Time and time again we see the most beautiful places photographed with a perfect sunset. We all want that shot. Then, before you know it, everyone has that shot. And when you do an image search on that location it’s nothing but sunset shots. That bright orange sky and glowing ball of beautiful energy floating just above the horizon. Then, after doing this 5 or 6 times you start to realize that the same shot that you’re out to get has been shot a thousand times before you. Then you just decide not to bother with it, because, you know, it’s a 40 minute drive to get there, and you’re still kind of hungry and may just want to get a quick bite to eat, and then maybe if you have time afterward you’ll get out there and beat the sunset so you can get your picture. All the while, in the back of your head you really didn’t want to go anyway because you’ve suddenly lost your creative juices after seeing 100 other pictures of the same scene. That is how we get into a photography funk. When our creative spark just goes away because we feel like there’s nothing that you can shoot that hasn’t been shot already. I’m guilty of this myself from time to time. So how do we fix it?
I’m a big fan of architectural photography and love shooting skylines and downtown areas. I live in the Dallas/Fort Worth, Texas area so I’ve got plenty to choose from. I’ve taken my fair share of shots with the sun reflecting off all of the buildings in the evening, and the Fort Worth stockyards at sunset. I was just never happy with them because they didn’t feel any different than what you can find after spending 3 seconds googling “Dallas sunset”. So, one night I just made the decision to get up super early in the morning and drive out there and get the skyline at sunrise instead! Sure, there are Dallas sunrise photos as well, but not the the extent as sunset or night shots.
What I like the most about sunrise is that you will likely compose the image in a different manner than you would if you were shooting at sunset, since the sun rises and sets in different places. This already gives you a head start on a more interesting picture than if you were to just shoot the same old sunset composition.
Another great thing about sunrise is that often times it can be a bit hazy or foggy in the morning, adding some real drama to your images!

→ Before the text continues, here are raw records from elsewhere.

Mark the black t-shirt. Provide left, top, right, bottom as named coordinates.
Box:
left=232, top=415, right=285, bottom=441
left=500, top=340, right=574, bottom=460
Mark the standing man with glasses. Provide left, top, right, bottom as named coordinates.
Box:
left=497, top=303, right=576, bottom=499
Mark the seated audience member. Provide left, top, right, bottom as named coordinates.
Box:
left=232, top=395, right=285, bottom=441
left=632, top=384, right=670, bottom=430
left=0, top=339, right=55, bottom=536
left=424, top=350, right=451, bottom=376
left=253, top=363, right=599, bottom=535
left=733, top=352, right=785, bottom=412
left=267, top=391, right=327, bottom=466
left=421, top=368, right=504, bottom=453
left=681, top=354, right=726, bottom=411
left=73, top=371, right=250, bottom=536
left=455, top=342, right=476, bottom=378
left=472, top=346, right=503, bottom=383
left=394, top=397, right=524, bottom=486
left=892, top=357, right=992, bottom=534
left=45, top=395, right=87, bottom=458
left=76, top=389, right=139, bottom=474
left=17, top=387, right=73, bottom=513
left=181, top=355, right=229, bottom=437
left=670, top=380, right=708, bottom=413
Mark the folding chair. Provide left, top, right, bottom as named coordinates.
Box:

I absolutely love when the sun starts to break the horizon and just lights up the fog and makes it pop, especially if you tend to shoot around water where it usually gets more hazy. The shot below was just as the sun was breaking over the buildings, and you can see a large patch of fog underneath the bridge that just started glowing orange when the light hit it! I didn’t even know what I had until I got it home and moved the images to the computer! There is a river that runs beneath the bridge there and on that particular morning just over the water was the only place the fog was gathering. It didn’t last long once the sun came up and burned it off.
Another thing about sunrise is that the colors are usually distinctly different than sunset. The blues tend to be more deep and purpleish, and the oranges are usually very orange as opposed to the reds that you get in the evening. You can usually get a very nice gradient in the sky as the sun is starting to come up. Obviously having clouds makes this even better!
So the next time you need to change things up a bit, consider getting yourself out of bed at 4am (that’s the hardest part of this entire tip…) and driving to your favorite location to see if you can get a fresh take on it. Try shooting somewhere you’ve been a million times before and see if just being there at a different time makes the shot feel any different. I find that shooting early in the morning adds more drama and character to my shots. Let me know if it makes a difference in yours!